Not surprisingly, there has been an increase in the use of experts since 1989, with psychiatrists being most frequently called as experts (41% of cases), followed closely by paediatricians (35% of cases). The authors report that most cases involving expert evidence are neither controversial nor complex, and that cases involving contradictory evidence are few. Interestingly, when conflicts do arise between experts they tend to involve mental health specialists and centre on the proposed care plan rather than the necessity of a care order.

Guardians see themselves, as do the courts, as experts in the field of social work and child care matters. Most guardians see themselves as competent to assess attachment and bonding, undertake risk assessment, identify mental health issues, and identify expert clinicians. Overall, guardians are most likely to instruct child and adolescent psychiatrists. Most are not satisfied with locally based child and family mental health services and tend to instruct experts from a small “elite” with considerable experience of legal proceedings who work on a national basis. The authors note that these experts are unlikely to be able to offer any treatment to the children they are asked to see.

The final study reported in the book examines the views and experiences of child and adolescent psychiatrists. The findings are revealing and concerning. Child and adolescent psychiatrists working in this field do so outside of the National Health Service, and as such are not accountable. The psychiatrists interviewed freely admit that there is no consistent theoretical perspective underpinning their approach to child protection litigation—their approach is described as “eclectic”. Perhaps most disturbing of all, is the conclusion that without this unaccountable and eclectic elite, the system would collapse.

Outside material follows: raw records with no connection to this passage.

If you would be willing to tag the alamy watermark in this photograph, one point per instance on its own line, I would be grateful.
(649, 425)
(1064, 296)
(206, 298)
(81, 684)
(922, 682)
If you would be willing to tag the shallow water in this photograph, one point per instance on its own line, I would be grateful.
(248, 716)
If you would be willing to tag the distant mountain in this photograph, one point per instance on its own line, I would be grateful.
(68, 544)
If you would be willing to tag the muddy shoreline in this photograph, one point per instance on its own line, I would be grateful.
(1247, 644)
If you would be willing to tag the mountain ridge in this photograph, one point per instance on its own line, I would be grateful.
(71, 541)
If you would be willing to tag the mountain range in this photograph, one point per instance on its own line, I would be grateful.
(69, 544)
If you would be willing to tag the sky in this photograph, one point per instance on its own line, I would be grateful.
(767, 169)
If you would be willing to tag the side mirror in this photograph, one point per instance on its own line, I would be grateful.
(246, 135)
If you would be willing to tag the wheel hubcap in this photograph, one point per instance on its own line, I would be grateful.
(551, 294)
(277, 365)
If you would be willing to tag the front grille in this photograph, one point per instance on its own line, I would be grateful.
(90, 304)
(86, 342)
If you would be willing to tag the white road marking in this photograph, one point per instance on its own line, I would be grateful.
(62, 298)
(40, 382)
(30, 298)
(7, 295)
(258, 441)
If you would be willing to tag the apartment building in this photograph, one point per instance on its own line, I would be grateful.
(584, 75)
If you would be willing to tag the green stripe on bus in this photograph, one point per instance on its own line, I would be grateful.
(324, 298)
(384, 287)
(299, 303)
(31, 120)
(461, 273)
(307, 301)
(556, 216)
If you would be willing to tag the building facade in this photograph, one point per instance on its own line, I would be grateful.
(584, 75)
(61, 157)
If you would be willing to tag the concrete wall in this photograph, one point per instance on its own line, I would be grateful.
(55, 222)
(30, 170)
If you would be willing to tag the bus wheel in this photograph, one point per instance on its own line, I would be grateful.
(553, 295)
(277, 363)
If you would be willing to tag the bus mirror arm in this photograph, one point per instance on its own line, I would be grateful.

With regard to implications for future policy, the authors highlight the inherent tensions in the “welfare versus justice” approach to litigation and in the “forensic versus therapeutic” psychiatric approach, but are less clear as to the best way forward.

This book is well written and informative, but given the lack of paediatric input, cannot tell us where we should go from here. Speight and Wynne have given us a wake up call. This book suggests to me that it's time to smell the coffee.